I-343- (4- (4- (1H-benzotriazole-1-yl) butyl) piperazine-1-yl) benzisothiazole,

I-391- (3- (4- (3-methylphenyl) piperazine-1-yl) propyl) -1H-benzotriazole,

I-401- (4- (4- (3-methoxyphenyl) piperazin-1-yl) butyl) -1H-benzotriazole;

most preferably, the first and second substrates are,

i-31- (4- (4- (2, 3-dichlorophenyl) piperazin-1-yl) butyl) -1H-benzimidazole,

I-291- (4- (4- (3-chlorophenyl) piperazin-1-yl) butyl) -1H-benzotriazole,

I-343- (4- (4- (1H-benzotriazole-1-yl) butyl) piperazine-1-yl) benzisothiazole.
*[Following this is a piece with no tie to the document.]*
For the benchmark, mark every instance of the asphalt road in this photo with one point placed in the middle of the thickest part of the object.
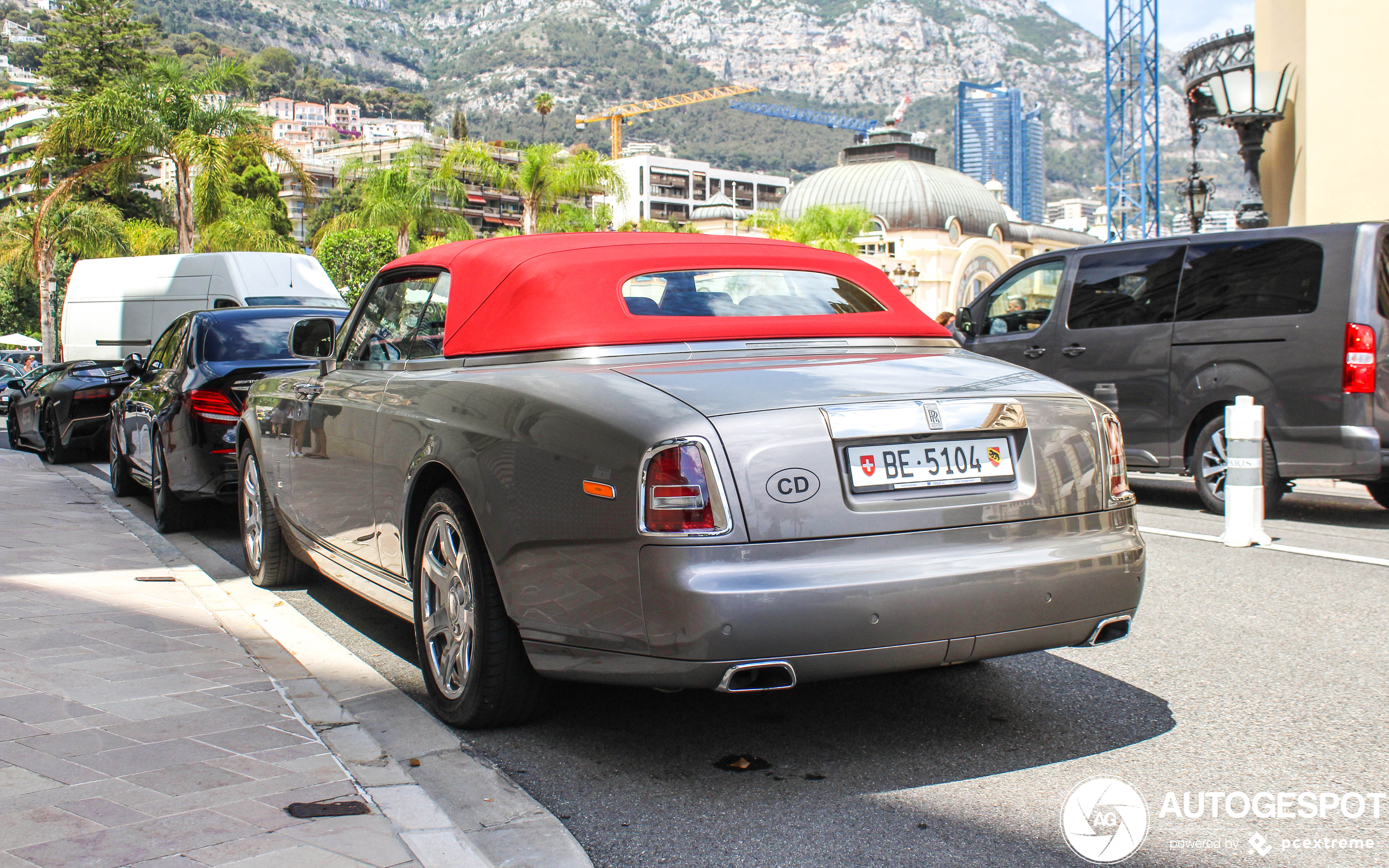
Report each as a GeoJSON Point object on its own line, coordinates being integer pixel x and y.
{"type": "Point", "coordinates": [1248, 671]}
10. Use according to claim 1, wherein the compound of formula (I) or a pharmaceutically acceptable salt thereof, optionally together with one or more pharmaceutically acceptable excipients, and optionally together with other anti-vascular smooth muscle spasm active ingredients, is for the manufacture of a vasodilator, preferably for the manufacture of a medicament for the prevention, alleviation or treatment of a disease or condition associated with persistent pathological constriction of blood vessels or vasospasm in a subject, more preferably for the manufacture of a medicament for the treatment of hypertension, heart failure, angina pectoris, coronary heart disease, cerebral ischaemic disorders due to vasospasm, myocardial ischaemic disorders, shock, renal ischaemia, renal hypofunction due to renal vasospasm and peripheral vasospastic disorders, more preferably for the manufacture of a medicament having α receptor antagonism (in particular selective α)₁Receptor antagonism), Ca²⁺Channel blocking, 5-HT_2AUse of a receptor antagonizing a triple-acting drug.